Here is an example of a valid data structure:
| Treatment | Cell_size | Replicate |
|---|---|---|
| Control | 10.5 | 1 |
| Control | 11.2 | 1 |
| Control | 12.1 | 2 |
| Control | 11.8 | 2 |
| Drug A | 15.3 | 1 |
| Drug A | 14.9 | 1 |
| Drug A | 16.5 | 2 |
| Drug A | 17.1 | 2 |
CellBioStats is designed to perform statistically sound analysis by respecting the hierarchical nature of typical biological data.
- Data Aggregation: All primary statistical tests are performed on the means of each replicate, not on the raw technical measurements. This avoids pseudoreplication and ensures that the statistical power reflects the number of independent experiments.
- Assumption Checks:
- Normality: The Shapiro-Wilk test is run on the replicate means for each treatment group.
- Homoscedasticity (Equal Variances): Levene's test is run to check for equality of variances across groups.
- Automated Test Selection: Based on the number of groups, the experimental design (paired/unpaired), and the results of the assumption checks, the app automatically selects the most appropriate statistical test.
| # of Groups | Design | Assumptions Met (Normal & Homoscedastic) | Assumptions Not Met |
|---|---|---|---|
| 2 | Unpaired | Student's t-test | Mann-Whitney U test |
| >2 | Unpaired | One-way ANOVA + Tukey HSD post-hoc | Kruskal-Wallis + Mann-Whitney U post-hoc (Bonferroni) |
| 2 | Paired | Paired t-test | Wilcoxon signed-rank test |
| >2 | Paired | Repeated Measures ANOVA + Paired t-test (Bonferroni) | Friedman test + Wilcoxon post-hoc (Bonferroni) |
- Backend: FastAPI serving REST API endpoints and static files
- Frontend: HTML + Tailwind CSS + vanilla JavaScript + Plotly.js
- Deployment: Render via
render.yaml
-
Lord, S. J., Velle, K. B., Mullins, R. D., & Fritz-Laylin, L. K. (2020).
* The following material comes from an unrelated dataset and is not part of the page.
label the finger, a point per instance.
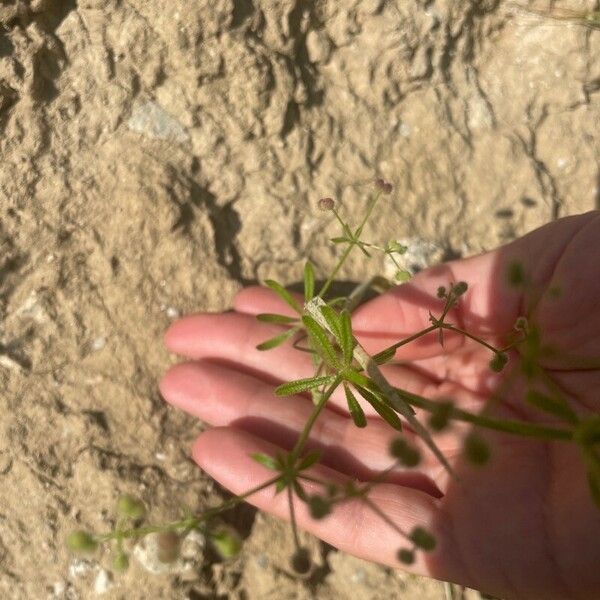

SuperPlots: Communicating reproducibility and variability in cell biology. Journal of Cell Biology, 219(6). https://doi.org/10.1083/jcb.202001064
-
Pollard, D. A., Pollard, T. D., & Pollard, K. S. (2019). Empowering statistical methods for cellular and molecular biologists. Molecular Biology of the Cell, 30(12), 1359-1368. https://doi.org/10.1091/mbc.e15-02-0076
Bruni-Cardoso, A. (2025). CellBioStats, an application for robust visualization and statistical analysis of data from cell and molecular biology experiments
This project is licensed under the MIT License - see the LICENSE file for details.